The CIA announced on 4 June 2004 that Deputy Director for Operations James L. Pavitt will soon retire after five years in the position. The statement said that Pavitt decided to retire about a month ago, and his departure is not related to DCI George J. Tenet's resignation, announced on 3 June 2004. Stephen Kappes, deputy operations chief since 2002, will succeed Pavitt when he retires.

Romano, George. "Coexistence and Covert Collection." Studies in Intelligence 2, no. 2 (Spring 1958): 53-58.

"In this world of competitive coexistence our diplomats, our propaganda specialists, and our intelligence officers must suit their methods to the changing opportunities and obstacles of the moment. One of the present opportunities for intelligence collection lies in the increase of contact between Soviet and American citizens."

Roy, H.K. [pseudonym] "Betrayal in the Balkans." Intelligencer 12, no. 1 (Summer 2001): 45-51.

This is the first-person account of a CIA clandestine services officer's serious travails in Sarajevo in mid-1995. He was there "to provide intelligence on the military situation in Bosnia, and on Bosnian Serb military targets and capabilities, in advance of the expected NATO intervention." He was betrayed by the Bosnian government to Iranian intelligence and forced to leave Sarajevo quickly to avoid being kidnapped and/or killed.

Royden, Barry G. "CIA and National HUMINT: Preparing for the 21st Century." Defense Intelligence Journal 6, no. 1 (Spring 1997): 15-22.

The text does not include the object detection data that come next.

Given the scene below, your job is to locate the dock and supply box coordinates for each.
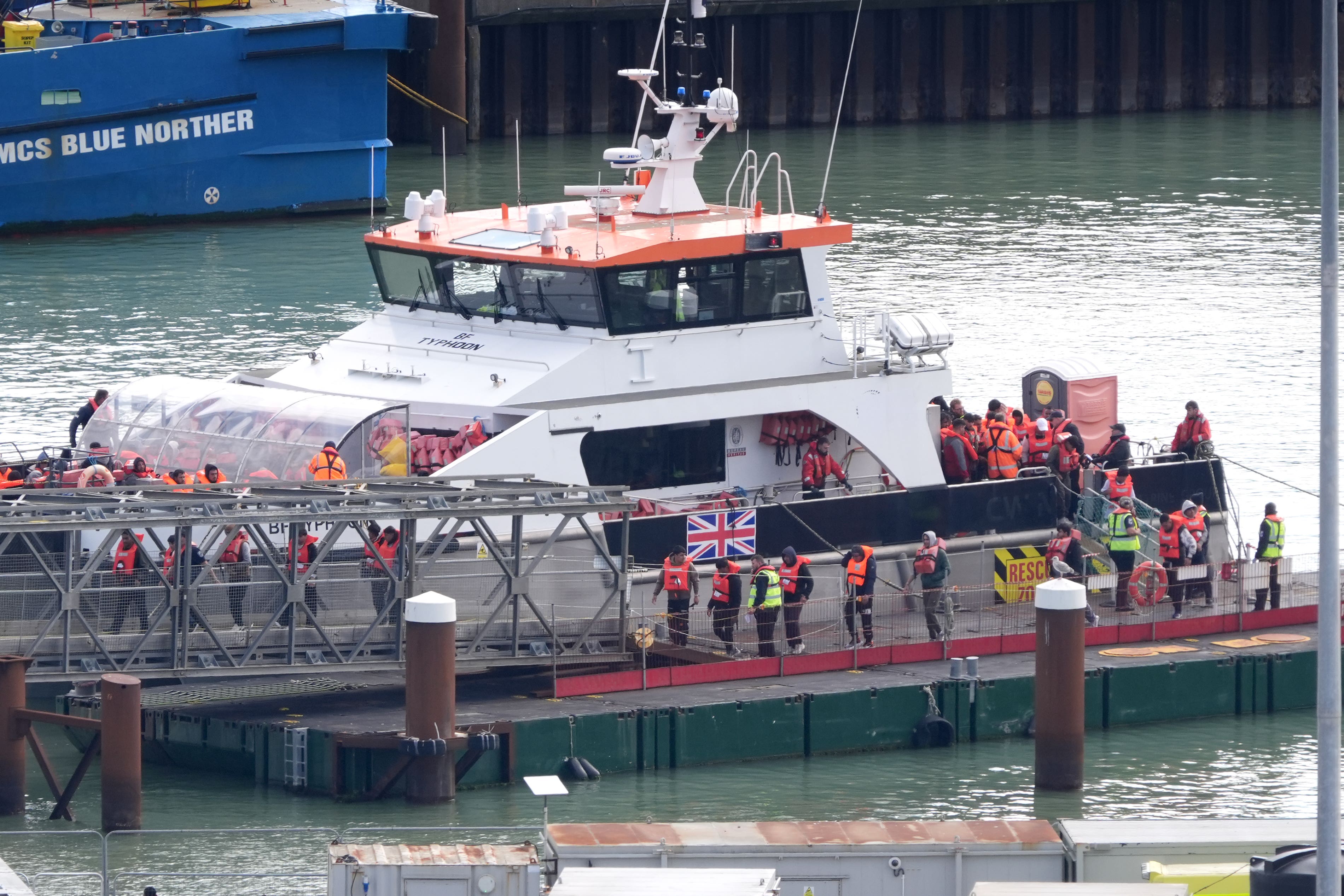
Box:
[57,625,1316,799]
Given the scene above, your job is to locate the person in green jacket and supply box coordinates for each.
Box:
[906,529,952,641]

This is largely boiler plate, churned out by a career CIA officer on the faculty at the Joint Military Intelligence College. He urges that the Defense HUMINT Service (DHS) "be viewed as complementing rather than competing with" the CIA's Directorate of Operations, a view that probably fits the hopes (or reflects the fears) of senior CIA managers.

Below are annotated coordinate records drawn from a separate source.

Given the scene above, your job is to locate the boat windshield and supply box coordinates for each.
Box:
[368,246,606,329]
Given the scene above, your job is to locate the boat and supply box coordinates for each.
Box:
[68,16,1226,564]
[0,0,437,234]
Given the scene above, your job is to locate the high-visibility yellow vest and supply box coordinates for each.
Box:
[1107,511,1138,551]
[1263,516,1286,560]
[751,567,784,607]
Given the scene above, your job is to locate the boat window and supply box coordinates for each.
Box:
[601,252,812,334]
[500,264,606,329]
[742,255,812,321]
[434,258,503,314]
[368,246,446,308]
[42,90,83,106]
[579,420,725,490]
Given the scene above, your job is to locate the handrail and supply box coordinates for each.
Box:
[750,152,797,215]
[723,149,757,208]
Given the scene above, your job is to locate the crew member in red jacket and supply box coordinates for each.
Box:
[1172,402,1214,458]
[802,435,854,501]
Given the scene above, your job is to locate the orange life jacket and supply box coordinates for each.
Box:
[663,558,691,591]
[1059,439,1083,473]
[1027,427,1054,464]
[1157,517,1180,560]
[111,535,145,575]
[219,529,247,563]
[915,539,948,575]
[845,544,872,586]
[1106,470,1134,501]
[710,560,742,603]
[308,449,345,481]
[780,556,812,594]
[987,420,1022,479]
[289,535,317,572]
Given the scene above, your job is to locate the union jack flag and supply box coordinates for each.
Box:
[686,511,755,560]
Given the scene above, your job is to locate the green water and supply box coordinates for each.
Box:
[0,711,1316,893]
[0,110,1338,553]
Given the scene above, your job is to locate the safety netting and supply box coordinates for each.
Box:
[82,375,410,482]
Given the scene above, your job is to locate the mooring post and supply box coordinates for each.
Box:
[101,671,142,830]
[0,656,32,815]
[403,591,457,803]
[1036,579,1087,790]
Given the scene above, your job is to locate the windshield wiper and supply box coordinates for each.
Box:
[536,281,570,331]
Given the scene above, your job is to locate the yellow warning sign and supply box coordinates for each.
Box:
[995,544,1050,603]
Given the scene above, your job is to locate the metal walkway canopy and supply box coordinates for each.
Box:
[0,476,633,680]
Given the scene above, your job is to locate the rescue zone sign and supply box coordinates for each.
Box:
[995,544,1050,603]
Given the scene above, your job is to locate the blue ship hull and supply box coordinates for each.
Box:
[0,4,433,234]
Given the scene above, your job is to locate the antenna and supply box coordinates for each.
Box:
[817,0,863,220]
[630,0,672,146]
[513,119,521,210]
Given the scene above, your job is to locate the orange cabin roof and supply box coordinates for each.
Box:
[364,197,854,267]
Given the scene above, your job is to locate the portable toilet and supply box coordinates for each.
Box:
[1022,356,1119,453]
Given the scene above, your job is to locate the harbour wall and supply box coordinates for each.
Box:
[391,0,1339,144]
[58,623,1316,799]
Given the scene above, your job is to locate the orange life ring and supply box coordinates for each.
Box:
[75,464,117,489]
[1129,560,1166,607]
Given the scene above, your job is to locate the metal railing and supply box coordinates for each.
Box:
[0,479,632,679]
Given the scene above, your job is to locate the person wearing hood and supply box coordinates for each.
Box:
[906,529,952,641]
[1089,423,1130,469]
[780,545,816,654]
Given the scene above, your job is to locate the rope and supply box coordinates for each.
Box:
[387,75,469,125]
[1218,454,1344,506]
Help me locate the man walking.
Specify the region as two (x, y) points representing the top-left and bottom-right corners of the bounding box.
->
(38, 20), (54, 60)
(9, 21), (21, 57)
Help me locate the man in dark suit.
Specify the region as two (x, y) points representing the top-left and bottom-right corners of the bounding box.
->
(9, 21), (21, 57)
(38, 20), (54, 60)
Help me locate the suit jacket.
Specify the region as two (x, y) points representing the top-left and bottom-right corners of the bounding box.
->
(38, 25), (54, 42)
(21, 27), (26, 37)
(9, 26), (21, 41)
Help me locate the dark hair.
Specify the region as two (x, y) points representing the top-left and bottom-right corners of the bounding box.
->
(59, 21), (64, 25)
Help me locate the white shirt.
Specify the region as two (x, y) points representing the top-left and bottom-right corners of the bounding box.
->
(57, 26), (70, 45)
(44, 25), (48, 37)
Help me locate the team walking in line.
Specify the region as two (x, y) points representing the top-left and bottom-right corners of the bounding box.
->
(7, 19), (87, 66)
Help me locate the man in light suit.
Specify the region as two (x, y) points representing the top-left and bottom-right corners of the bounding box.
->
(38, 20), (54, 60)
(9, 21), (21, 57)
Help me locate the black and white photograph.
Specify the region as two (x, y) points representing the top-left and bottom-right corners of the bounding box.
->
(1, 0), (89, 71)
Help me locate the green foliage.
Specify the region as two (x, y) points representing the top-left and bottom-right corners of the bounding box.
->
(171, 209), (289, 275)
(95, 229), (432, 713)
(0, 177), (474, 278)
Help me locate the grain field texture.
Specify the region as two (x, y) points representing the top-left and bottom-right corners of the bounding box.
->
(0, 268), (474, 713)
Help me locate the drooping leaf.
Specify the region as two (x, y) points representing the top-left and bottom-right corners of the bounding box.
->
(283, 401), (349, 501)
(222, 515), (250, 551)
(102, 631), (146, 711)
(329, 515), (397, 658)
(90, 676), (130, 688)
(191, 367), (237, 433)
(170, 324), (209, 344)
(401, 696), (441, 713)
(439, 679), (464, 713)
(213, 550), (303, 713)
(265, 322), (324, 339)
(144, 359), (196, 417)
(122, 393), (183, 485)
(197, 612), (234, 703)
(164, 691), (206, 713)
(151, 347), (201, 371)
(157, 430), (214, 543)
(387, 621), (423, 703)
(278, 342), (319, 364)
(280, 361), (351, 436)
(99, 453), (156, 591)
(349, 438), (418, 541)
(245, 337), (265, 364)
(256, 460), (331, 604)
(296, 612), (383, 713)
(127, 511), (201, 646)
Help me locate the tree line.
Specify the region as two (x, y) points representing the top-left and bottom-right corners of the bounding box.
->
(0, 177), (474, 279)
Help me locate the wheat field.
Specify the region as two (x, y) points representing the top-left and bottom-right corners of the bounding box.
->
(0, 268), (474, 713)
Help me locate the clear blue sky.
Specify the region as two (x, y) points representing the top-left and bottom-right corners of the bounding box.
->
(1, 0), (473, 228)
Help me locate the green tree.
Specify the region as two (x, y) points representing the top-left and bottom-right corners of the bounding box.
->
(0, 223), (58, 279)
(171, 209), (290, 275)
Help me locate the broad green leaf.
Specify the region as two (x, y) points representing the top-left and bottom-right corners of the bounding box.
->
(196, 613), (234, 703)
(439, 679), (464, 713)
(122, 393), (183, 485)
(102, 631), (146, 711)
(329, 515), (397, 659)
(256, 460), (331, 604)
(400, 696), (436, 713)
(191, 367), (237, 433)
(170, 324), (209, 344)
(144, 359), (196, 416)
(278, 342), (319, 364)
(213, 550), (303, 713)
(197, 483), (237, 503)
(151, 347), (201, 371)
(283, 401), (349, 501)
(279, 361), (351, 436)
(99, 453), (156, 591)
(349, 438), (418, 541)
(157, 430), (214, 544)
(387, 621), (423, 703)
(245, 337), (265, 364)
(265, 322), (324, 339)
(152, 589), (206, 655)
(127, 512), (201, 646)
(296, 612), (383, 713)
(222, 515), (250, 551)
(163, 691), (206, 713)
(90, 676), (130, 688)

Russell, Richard L. "A Weak Pillar for American National Security: The CIA's Dismal Performance against WMD Threats" Intelligence and National Security 20, no. 3 (Sep. 2005): 466-485.

The author argues that "the CIA has habitually failed to accurately gauge WMD programs.... These intelligence failings were due in large measure to poor human intelligence collection and shoddy analysis, areas that cannot be remedied [simply] by the creation of the DNI.... The establishment of the DNI ... unconstructively adds to the already bureaucratically bloated intelligence community." In addition, the creation of new intelligence centers for terrorism and proliferation further "bloats the intelligence community's bureaucracy and does nothing to increase competency in human intelligence collection or analysis."

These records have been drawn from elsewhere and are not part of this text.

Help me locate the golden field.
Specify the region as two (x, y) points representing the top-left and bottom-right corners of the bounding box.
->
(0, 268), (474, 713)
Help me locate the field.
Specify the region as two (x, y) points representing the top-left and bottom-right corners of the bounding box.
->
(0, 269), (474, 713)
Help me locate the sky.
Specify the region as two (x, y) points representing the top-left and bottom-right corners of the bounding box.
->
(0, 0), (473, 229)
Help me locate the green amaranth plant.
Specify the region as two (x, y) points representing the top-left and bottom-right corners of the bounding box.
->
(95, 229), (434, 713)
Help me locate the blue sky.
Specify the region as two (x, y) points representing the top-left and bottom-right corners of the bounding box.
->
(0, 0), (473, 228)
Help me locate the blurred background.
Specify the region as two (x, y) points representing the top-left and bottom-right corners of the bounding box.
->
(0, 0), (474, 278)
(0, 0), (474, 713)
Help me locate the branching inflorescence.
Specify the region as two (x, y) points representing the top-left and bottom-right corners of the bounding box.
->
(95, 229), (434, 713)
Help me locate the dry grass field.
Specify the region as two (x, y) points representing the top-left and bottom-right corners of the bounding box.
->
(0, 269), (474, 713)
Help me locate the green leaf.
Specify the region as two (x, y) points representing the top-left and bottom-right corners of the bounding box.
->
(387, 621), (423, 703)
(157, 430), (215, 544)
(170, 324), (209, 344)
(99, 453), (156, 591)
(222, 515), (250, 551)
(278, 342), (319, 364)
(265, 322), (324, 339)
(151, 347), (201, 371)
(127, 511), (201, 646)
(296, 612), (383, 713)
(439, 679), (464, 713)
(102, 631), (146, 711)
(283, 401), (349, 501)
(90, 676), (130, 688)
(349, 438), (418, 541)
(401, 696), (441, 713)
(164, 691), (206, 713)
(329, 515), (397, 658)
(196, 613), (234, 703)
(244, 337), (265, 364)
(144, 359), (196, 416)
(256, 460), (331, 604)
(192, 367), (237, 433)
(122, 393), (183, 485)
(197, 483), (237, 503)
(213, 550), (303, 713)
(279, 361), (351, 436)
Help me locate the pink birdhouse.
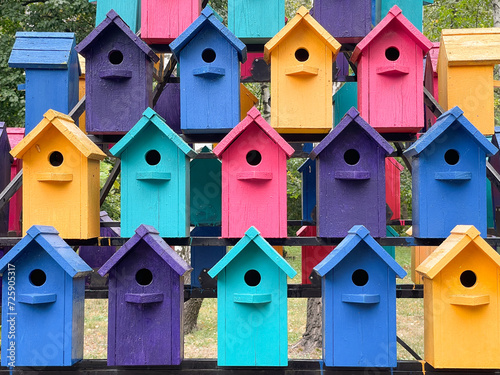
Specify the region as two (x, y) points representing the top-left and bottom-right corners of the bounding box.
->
(351, 5), (432, 133)
(213, 107), (294, 238)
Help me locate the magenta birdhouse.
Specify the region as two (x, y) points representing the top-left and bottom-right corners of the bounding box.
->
(213, 107), (294, 238)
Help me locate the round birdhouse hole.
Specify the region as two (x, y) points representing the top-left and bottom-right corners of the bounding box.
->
(245, 270), (262, 286)
(460, 270), (477, 288)
(352, 269), (368, 286)
(29, 269), (47, 286)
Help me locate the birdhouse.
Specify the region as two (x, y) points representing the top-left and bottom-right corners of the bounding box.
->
(309, 108), (394, 237)
(417, 225), (500, 369)
(227, 0), (285, 44)
(9, 32), (80, 134)
(76, 10), (158, 134)
(314, 0), (372, 44)
(110, 108), (196, 237)
(438, 28), (500, 136)
(314, 225), (406, 367)
(141, 0), (202, 44)
(10, 109), (106, 239)
(213, 107), (294, 238)
(351, 6), (432, 133)
(170, 6), (247, 133)
(99, 225), (191, 366)
(0, 226), (92, 367)
(404, 107), (498, 238)
(264, 6), (340, 133)
(89, 0), (141, 33)
(7, 128), (25, 236)
(189, 146), (222, 226)
(208, 227), (297, 366)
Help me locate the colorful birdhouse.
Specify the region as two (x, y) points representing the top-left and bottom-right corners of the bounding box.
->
(309, 108), (394, 237)
(170, 6), (247, 133)
(314, 225), (406, 367)
(213, 107), (294, 238)
(110, 108), (196, 237)
(99, 225), (191, 366)
(208, 227), (297, 366)
(227, 0), (285, 44)
(0, 226), (92, 367)
(9, 32), (80, 134)
(141, 0), (202, 44)
(404, 107), (498, 238)
(76, 10), (158, 134)
(264, 6), (340, 133)
(10, 109), (106, 239)
(417, 225), (500, 369)
(351, 6), (432, 133)
(438, 28), (500, 136)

Rustmann, Frederick W., Jr. "Debunking the CIA Case Officer Myth." Periscope 25, nos. 1 & 2 (2002): 1, 30.

The author debunks those reformers who call for case officers who can operate with native ease and cover in foreign environments: "[M]ost people simply don't understand the intelligence business -- in particular the difference between case officers and agents.... [O]n the one hand we have the case officer, who must fit into the U.S. diplomatic environment at home and abroad and who has total loyalty to the U.S., and on the other hand we have the principal agent, who is a trusted native of a particular foreign country who can be trained and vetted to the extent that he can be given the responsibilty to perform specific compartmented tasks within an operational and cultural environment totally familiar to him."